Page was a first-year medical student and research
assistant in Cambridge, Massachusetts, in 1979 when
he signed up for a study to map all the genes in the
human body. (Seven years later, this effort would become
known as the Human Genome Project.) His first task was
to analyze thousands of recombinant DNA clones, searching
for those most suitable for study. Each clone was selected
randomly, and rather unceremoniously, from a sea of
thousands. The instrument used for this scientific experiment:
a toothpick.
It was summertime and Page was spending hours in the
lab, waving a toothpick above trays of DNA clones, choosing
one, examining it, and choosing another. One afternoon
in particular stands out in his memory. What ended up
on the bottom of his toothpick that day was a clone
of DNA shared by the X and Y chromosomes—the sex
chromosomes whose combination determines whether a human
is male or female.
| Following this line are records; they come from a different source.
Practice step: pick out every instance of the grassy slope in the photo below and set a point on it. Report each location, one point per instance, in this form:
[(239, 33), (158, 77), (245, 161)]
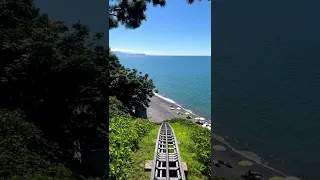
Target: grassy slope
[(146, 152)]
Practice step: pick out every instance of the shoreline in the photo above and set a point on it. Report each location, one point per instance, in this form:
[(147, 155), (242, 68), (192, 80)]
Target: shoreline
[(159, 110)]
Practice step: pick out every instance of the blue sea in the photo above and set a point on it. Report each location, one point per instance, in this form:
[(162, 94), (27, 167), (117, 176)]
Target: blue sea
[(266, 108), (186, 80), (266, 88)]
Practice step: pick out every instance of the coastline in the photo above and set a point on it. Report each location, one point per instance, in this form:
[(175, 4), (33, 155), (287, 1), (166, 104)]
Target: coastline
[(159, 110)]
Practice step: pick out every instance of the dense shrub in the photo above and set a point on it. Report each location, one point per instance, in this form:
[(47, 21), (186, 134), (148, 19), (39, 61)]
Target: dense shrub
[(202, 144), (24, 153), (125, 134)]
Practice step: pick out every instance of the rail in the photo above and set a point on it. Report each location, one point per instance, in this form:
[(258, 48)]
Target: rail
[(167, 164)]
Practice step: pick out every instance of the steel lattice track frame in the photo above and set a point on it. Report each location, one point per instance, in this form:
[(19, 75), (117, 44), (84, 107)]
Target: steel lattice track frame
[(167, 164)]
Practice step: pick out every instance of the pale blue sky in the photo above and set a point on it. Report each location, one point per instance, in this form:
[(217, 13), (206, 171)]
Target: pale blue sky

He examined the clone, pondering
its potential for his project, just as he had done with
dozens of others. It’s only in hindsight, 24 years
later, that the magnitude of that random selection became
clear.
“When people ask how I picked the Y chromosome
for my research, I often say, ‘I didn’t.
It picked me,’” Page says. “If I hadn’t
picked that clone out of hundreds of thousands I’d
probably be a cardiologist.”
"The idea of the Y as a shiftless, no-good
degenerate chromosome is entirely too appealing
and attractive to resist for reasons that have little
to do with science and lots to do with sexual politics."
David Page |
Not a cardiologist, but a scientist at Whitehead Institute
and an investigator with Howard Hughes Medical Institute,
Page is considered to be among the world’s leading
experts
on the Y chromosome, the defining biological determinant
that makes males male. In 1992, his lab announced the
first successful cloning of a human chromosome—the
Y chromosome—and in June of this year, he led
a team that published the complete sequence of the Y
on the cover of Nature, work that offers not only a
road map for scientists who study male infertility,
but also casts doubt on a decades-old theory that destined
the Y to extinction.
And it all began with a fateful stab of a tiny wooden
stick.
The Y’s demise
Scientists marvel at the nuances of the human genome,
the mysterious alphabetical configurations of DNA and
the construction of cells and genes and chromosomes
that work together to help us live, reproduce, and evolve.
At the heart of human evolution is the body’s
ability to repair genetic flaws through a process called
sexual recombination.
All humans receive a set of chromosomes from Mom and
a matching set from Dad. Over the course of many generations,
chromosomal pairs can swap damaged genes for good ones
and fill in gene sequences that may be missing on one
chromosome but present on its mate. This swap—called
recombination—doesn’t fix all damaged or
missing gene sections. It’s up to natural selection
to eliminate those that make it through without repair.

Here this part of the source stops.